Tuesday, June 21, 2016

Putting the ghost bikes back

This morning, on my way to work, I saw that someone had finally done something I'd wanted to do. They'd gone and put Meg Dussault's ghost bike (at Bank and Riverside) back, in some form at least. 


Hail to this person. When I heard the city was going to start taking down ghost bikes, I was saddened and I was angry. Particularly on the first day I rode past Meg's bike's spot and it was no longer there. It had been the best-kept ghost bike in the city: flowers replaced regularly, decorated for holidays, kept clean and spruced by her husband Paddy, who didn't put it there, but went regularly to maintain it once he discovered its existence. I saw him there one morning, sweeping around it and changing the pots of hardy mums placed under the frame. Every time I went by that intersection, on my bike or in my car, I gave it a little salute. Meg was remembered. 

She was killed at that intersection by a truck on July 30, 2013. The ghost bike went up soon after, with laminated news articles and a copy of her obituary in the basket, so people would know who she was. Later, a laminated picture and a brief bio was wheat-pasted to the concrete next to the bike. It never got cluttered with faded tributes, it didn't rust or fall apart. It was clean and bright. I started to think of it almost as a silent friend. More cyclists than just me grew attached to it. My friend Ania said, "I pass there on my way to and from work...got used to seeing it there...On top of being what I think is a very lovely and appropriate memorial, I think it reminded drivers and cyclists to be mindful of that intersection."

There have only been a handful of complaints to the city about ghost bikes - seven over nearly two years, according to an access to information request filed by Ottawa Metro. But last fall the City decided to bring in a bylaw stating that "spontaneous memorials" needed to come down after 90 days, because of "public safety." It was fought over, and eventually extended to six months. And then they took them all down, a month or so ago.

At that point, Meg's bike had been there for nearly three years. 

In those three years, nothing was done about the intersection. The bridge over the river is as narrow and frightening as ever, and the only concession to bikes is still the sharrows that were painted shortly before Meg was killed, which are still generally ignored. I am often crowded to the right, toward the iron girders at the side of the lane, by aggressive drivers. Heavy trucks are still frequent. The bike path still crosses Bank. Cars still turn right across the path of cyclists crossing Riverside. The signals are the same. Nothing. Has. Changed. 

And now the City has decided we've remembered Meg for long enough, and ghost bikes are too depressing. They bring people down when all they want to do is have a nice drive around the city. Also, they're a visual distraction and they clutter up the sidewalk.
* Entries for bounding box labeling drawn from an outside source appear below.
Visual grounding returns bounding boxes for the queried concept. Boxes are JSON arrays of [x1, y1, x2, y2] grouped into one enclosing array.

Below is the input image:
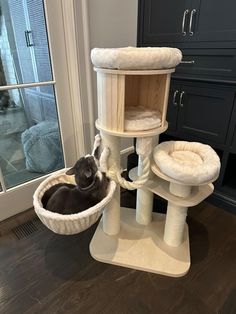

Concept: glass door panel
[[0, 85, 64, 189]]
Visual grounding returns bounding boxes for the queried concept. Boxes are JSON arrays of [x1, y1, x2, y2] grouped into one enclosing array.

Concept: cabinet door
[[166, 82, 180, 131], [178, 84, 234, 143], [190, 0, 236, 42], [139, 0, 191, 45]]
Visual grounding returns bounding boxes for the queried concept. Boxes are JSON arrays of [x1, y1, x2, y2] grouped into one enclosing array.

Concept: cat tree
[[90, 48, 218, 277], [33, 47, 220, 277]]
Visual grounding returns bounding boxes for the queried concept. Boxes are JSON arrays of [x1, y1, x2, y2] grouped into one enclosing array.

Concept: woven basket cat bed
[[153, 141, 220, 186], [33, 169, 116, 235], [91, 47, 182, 70]]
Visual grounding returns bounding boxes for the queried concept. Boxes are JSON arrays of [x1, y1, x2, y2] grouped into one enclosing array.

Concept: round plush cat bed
[[124, 106, 161, 131], [91, 47, 182, 70], [33, 169, 116, 235], [153, 141, 220, 186]]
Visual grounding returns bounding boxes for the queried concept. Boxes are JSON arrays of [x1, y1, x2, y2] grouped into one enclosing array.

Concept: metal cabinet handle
[[179, 91, 185, 108], [180, 60, 195, 64], [182, 10, 189, 36], [173, 90, 179, 107], [189, 9, 197, 36]]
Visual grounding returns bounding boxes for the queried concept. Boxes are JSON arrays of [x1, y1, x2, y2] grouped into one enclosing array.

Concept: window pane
[[0, 86, 64, 188], [0, 0, 52, 86]]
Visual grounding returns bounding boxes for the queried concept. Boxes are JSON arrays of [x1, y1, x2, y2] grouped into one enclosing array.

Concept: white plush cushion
[[91, 47, 182, 70], [153, 141, 220, 185], [124, 106, 161, 131]]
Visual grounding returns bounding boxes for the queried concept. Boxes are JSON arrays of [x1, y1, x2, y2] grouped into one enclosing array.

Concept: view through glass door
[[0, 0, 76, 220]]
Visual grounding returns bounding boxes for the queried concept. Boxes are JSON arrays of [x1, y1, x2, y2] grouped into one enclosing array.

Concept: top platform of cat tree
[[91, 47, 182, 137]]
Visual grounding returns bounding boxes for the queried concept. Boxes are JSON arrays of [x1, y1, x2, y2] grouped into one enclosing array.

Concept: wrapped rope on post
[[106, 138, 152, 190]]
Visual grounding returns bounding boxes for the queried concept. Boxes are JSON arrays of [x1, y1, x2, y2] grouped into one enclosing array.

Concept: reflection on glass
[[0, 0, 52, 86], [0, 85, 64, 188]]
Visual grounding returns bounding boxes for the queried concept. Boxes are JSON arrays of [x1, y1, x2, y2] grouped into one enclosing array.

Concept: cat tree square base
[[90, 207, 190, 277]]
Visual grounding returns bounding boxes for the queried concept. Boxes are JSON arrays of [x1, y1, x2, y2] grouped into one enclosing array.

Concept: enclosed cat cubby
[[95, 68, 174, 137]]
It's a matter of public safety.

Spot the oh-so-distracting ghost bike.

For all those reasons, when I went by this morning and I saw that chalk bike drawn on the wall, with its small pink heart on the back wheel, I was happy. And when I posted the picture on Twitter, it was retweeted and favorited 57 times in a day - way more than anything I've ever posted before. 

That chalk bike isn't "erecting a monument on public property." It isn't "taking up space on the sidewalk." It would be a joke to suggest it was "a visual distraction." And it says, silently, that people loved that bike. That it was important to the people who passed it every day and gave it a little mental wave, like I did. It had become part of our community. And that we aren't just going to stand for having our reminders of the danger of car-centric design being just swept away after an appropriate six-month mourning period. That bike stood there as a silent accusation to the city, as the years went on and Paddy Dussault kept tending to it, and nothing - nothing - was done about the bridge or the intersection. And after it was cleared away, someone went and got some chalk and put it right back where it belongs. Maybe it was a family member: apparently they didn't know anything about ghost bikes until it appeared, but they certainly took it into their hearts and found comfort in it. Maybe it was just another cyclist or another member of the community who had loved the bike and missed it.

I think I'm going to get some sidewalk chalk and have it ready. I think we need to keep refreshing that ghost of a ghost. They can't tell us it's in the way. They can't tell us not to use chalk on concrete. We should do this all over the city. We should just put the ghost bikes back.